3. Keep `"、"` for `zh`, `", "` for `en` (locale-conditional).
- **Selected Approach**: Switch to `", "` unconditionally.
- **Rationale**: The join result is interpolated into the now-English ReACT templates. Keeping the Chinese enumeration comma in English context reads as a typo. Locale-conditional behavior here would re-introduce Chinese tokens into the message stream when `zh` is the locale (acceptable but inconsistent with the rest of the message). The model already follows `get_language_instruction()` for output, so the join punctuation does not need to localize.
- **Trade-offs**: ✅ natural English rendering, ✅ single code path. ❌ a `zh`-locale developer reading the code might find the all-English separator slightly off — minor stylistic concern only.
- **Follow-up**: None — this is a one-line change.
### Decision: Standard English phrasing for recurring framing terms
- **Context**: The Chinese prompts use recurring framing tokens that need consistent English equivalents. Inconsistent translations (e.g. "scenario" in one place, "brief" in another) hurt the prompt's coherence.
- **Selected Approach**: Pick once, use everywhere:
- 上帝视角 → "all-seeing observer's perspective" / "god's-eye view" (use the latter; shorter, more idiomatic)
- 未来预演 → "forecast simulation" / "simulated future"
- 模拟需求 → "simulation requirement" (matches the variable name `simulation_requirement`)
- 上下文 → "context"
- 章节 → "section"
- 报告 → "report"
- 大纲 → "outline"
- 正确示例 → "Correct Example"
- 错误示例 → "Wrong Example"
- 重要 → "IMPORTANT"
- 注意 → "Note"
- 工具 → "tool"
- 检索 → "retrieval"
- 章节标题 → "section title"
- 模拟世界 → "simulated world"
- 引用 → "quote" / "quotation"
- **Rationale**: Internal consistency lets the model build a coherent mental model of the task vocabulary. Aligning with variable names (e.g. `simulation_requirement`) reduces translation surface ambiguity.
- **Trade-offs**: ✅ consistent vocabulary across translated regions. ❌ none.
- **Follow-up**: None — list serves as a glossary for the implementer.
## Risks & Mitigations
- **Risk**: Translated section system prompt drops a structural cue the Chinese version was carrying, regressing `zh` quality. **Mitigation**: Preserve all interpolations, the JSON schema, the no-headings rule, the language-consistency rule, the format-contract examples (now in English), and the `get_language_instruction()` postfix. Spot-check a `zh` run if feasible.
- **Risk**: A Chinese substring slips through (e.g. inside a hard-to-spot ReACT message). **Mitigation**: Run a regex sweep `re.findall(r'[一-鿿]', source)` after the edit; the only allowed remaining match is the line-1322 `logger.debug` Chinese f-string.

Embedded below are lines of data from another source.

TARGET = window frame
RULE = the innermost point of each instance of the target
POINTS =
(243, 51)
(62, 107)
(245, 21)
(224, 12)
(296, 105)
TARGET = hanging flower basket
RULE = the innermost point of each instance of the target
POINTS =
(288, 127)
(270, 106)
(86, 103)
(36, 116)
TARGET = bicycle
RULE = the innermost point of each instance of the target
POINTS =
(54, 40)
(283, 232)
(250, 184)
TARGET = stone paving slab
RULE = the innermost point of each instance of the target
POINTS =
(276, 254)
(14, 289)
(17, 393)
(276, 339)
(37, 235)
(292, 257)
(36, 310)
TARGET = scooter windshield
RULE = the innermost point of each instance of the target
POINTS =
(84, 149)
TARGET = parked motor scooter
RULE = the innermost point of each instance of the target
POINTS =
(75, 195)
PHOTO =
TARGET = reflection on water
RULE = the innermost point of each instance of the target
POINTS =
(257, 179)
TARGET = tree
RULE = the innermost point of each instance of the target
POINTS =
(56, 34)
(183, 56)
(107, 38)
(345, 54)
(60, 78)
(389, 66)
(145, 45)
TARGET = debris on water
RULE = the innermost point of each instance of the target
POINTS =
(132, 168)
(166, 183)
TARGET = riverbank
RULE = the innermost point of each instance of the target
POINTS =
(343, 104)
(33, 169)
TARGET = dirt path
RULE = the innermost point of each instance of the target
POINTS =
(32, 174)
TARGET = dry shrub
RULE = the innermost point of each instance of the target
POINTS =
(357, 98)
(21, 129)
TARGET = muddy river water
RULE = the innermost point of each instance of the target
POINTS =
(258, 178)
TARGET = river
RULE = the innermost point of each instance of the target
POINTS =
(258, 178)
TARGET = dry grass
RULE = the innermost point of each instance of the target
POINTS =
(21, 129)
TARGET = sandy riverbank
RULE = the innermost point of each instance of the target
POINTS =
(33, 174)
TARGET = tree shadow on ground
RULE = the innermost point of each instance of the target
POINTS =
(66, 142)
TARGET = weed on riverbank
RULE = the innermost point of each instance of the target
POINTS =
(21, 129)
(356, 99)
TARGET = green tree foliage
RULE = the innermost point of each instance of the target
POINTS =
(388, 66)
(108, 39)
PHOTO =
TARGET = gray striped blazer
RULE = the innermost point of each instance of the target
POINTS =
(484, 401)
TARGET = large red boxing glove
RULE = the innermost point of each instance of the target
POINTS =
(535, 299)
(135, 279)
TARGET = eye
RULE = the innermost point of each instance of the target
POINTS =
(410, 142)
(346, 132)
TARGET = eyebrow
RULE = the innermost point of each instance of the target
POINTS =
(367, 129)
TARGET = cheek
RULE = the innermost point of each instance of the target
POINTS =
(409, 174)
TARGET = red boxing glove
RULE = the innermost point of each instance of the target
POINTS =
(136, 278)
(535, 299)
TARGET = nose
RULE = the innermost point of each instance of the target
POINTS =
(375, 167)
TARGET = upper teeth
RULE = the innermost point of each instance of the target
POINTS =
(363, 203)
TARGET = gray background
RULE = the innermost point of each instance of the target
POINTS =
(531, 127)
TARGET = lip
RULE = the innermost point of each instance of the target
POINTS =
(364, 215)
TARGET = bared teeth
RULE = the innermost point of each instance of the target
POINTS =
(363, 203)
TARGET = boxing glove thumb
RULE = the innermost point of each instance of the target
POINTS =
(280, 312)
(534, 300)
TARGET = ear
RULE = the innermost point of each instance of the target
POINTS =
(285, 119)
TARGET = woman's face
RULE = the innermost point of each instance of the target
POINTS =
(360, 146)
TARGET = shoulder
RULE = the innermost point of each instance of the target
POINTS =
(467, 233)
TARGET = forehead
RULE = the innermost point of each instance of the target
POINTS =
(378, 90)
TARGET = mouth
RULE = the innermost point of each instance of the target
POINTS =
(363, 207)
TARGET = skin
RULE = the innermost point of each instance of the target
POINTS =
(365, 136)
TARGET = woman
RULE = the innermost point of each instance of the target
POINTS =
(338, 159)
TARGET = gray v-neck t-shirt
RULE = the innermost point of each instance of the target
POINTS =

- **Risk**: Reformatting `SECTION_SYSTEM_PROMPT_TEMPLATE` damages the literal `<tool_call>` example or shifts the `Final Answer:` token. **Mitigation**: Use targeted `Edit` replacements that preserve the surrounding code block; verify after edit that `"Final Answer:" in response` still triggers the parser branch.
- **Risk**: The `"、".join(...)` separator change leaks into a Chinese-language render path. **Mitigation**: The separator only flows into ReACT templates that are already monolingually English in this PR; no `zh`-specific render path consumes it.
## References
- Issue #5 ticket body: `.ticket/5.md`.
- Sibling spec: `.kiro/specs/i18n-simulation-config-generator-prompts/{requirements,design,gap-analysis}.md`.
- Sibling commits: `0806832` (#2 ontology), `9d1d29b` (#3 oasis profile), `6c2a412` (#4 simulation config).
- Locale module: `backend/app/utils/locale.py`.
- Locale registry: `locales/languages.json`, `locales/en.json`, `locales/zh.json`.